Zambia uses a dual system of tenure consisting of statutory, leasehold, tenure on one hand and customary tenure on the other. This is a legacy from the colonial days. Some of the perceptions have roots in that era but have permeated even current official thinking. Since the liberation struggles purportedly were about fighting injustices inclusive of land issues, logically one would expect that the post-independence governments would have seriously relooked and rethought the whole land tenure and land administration issue in country. Instead what we find is a perpetuation of leasehold tenure, a system that we are failing to sustain for all kinds of reasons. From all successive land laws and practices, the intention is clear – gradually replace customary tenure. One may hasten ask therefore that why eliminate a system that is legitimate, well understood, and widespread?

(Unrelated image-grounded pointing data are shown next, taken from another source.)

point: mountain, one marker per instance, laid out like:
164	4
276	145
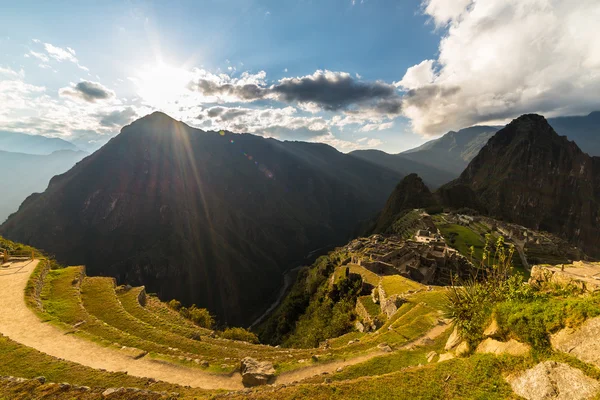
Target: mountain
24	174
211	218
453	151
433	177
584	130
409	194
530	175
32	144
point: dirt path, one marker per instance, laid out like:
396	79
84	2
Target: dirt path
20	324
309	372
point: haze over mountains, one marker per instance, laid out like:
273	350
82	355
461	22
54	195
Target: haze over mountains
204	217
441	160
28	162
530	175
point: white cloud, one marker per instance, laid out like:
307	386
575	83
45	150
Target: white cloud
60	54
39	56
501	58
444	11
417	76
376	127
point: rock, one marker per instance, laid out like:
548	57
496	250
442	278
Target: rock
431	355
492	330
582	343
453	340
511	347
384	347
462	349
552	380
446	357
109	391
359	326
255	373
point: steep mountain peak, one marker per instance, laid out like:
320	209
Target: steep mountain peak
528	174
409	194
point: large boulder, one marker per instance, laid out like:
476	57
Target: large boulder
511	347
582	342
552	380
453	341
256	373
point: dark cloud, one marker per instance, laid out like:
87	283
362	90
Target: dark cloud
248	92
117	118
215	111
329	91
426	95
300	133
88	91
233	113
332	91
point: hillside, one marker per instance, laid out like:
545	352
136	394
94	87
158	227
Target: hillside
32	144
24	174
433	177
205	217
409	194
454	150
530	175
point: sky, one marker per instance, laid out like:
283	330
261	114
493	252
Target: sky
354	74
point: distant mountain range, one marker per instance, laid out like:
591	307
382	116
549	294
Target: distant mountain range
528	174
24	174
32	144
206	217
441	160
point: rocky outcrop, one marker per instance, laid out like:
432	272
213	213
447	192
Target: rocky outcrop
453	341
581	342
529	175
410	193
256	373
511	347
205	218
584	275
551	380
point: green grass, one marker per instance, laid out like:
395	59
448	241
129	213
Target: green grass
396	284
62	304
368	276
477	377
373	309
25	362
129	301
533	321
462	238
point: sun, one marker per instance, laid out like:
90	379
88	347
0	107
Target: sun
162	85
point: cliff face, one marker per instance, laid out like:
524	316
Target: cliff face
530	175
409	194
204	217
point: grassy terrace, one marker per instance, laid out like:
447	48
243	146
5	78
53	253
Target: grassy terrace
396	284
100	300
30	363
462	238
368	276
477	377
62	304
373	309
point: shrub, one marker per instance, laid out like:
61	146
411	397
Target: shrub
201	317
470	305
174	305
239	334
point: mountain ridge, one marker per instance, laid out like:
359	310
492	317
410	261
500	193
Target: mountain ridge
211	218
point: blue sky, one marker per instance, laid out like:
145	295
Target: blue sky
355	74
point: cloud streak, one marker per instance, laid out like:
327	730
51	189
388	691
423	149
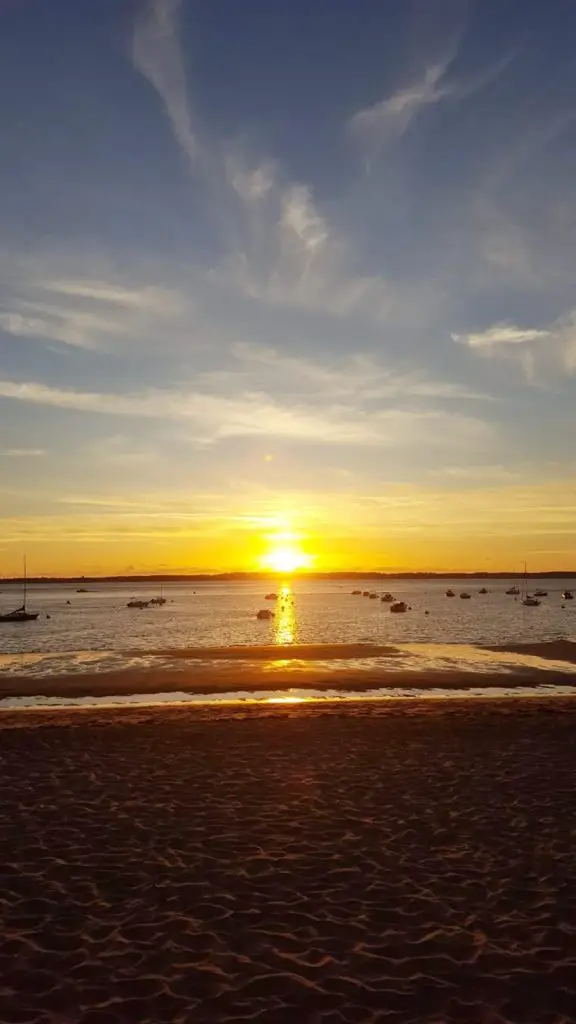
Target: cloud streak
211	418
540	350
157	54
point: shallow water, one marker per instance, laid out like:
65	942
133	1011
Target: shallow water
293	695
208	633
209	614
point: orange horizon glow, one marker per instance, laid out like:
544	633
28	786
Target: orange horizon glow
408	529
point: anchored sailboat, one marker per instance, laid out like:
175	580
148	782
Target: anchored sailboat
527	599
21	614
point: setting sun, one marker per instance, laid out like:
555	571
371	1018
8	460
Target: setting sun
286	555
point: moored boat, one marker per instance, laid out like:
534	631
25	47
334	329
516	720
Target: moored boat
21	614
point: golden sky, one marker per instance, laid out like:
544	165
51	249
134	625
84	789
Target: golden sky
407	528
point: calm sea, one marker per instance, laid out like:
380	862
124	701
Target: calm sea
85	629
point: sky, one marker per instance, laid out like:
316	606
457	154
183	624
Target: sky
287	275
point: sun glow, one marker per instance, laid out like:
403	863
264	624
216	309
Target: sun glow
285	554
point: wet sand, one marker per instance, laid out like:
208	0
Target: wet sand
323	667
298	863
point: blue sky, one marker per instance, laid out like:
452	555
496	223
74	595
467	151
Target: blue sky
307	262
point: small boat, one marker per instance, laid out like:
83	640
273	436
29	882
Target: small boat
21	614
527	599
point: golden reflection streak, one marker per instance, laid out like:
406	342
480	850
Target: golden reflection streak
286	699
284	623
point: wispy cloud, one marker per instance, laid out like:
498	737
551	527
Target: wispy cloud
211	418
501	334
362	377
89	314
540	350
157	53
391	118
280	248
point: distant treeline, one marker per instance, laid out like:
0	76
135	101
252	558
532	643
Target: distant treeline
254	577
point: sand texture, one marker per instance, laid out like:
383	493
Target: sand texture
323	865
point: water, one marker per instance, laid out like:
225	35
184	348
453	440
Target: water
222	614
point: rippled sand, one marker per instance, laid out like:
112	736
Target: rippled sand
303	864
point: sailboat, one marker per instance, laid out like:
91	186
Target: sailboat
527	599
21	614
159	600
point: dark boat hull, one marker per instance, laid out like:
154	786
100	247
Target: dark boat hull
21	616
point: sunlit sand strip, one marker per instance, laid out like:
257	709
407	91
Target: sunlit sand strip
282	697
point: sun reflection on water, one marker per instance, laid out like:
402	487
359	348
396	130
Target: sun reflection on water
285	622
286	699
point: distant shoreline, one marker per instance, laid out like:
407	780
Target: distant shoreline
255	577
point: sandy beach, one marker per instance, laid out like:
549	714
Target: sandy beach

Given this background, the paper therefore reflects on the five identified perceptions used as justifications for perpetuating leasehold tenure pointing mainly local examples supported in some cases by outside studies. The conclusion is that these perceptions are in some cases just incorrect, or over generalised, whilst in others the problems are not inherent, specific, nor limited to customary tenure. The observations also suggest that security of tenure does not arise from title, recording, nor from boundary demarcation but from the perception supported by legitimate and capable institutions. If so, it is justifiable to advocate for a tenure system that is founded on the culture and norms of society and provides for universal entitlement to land.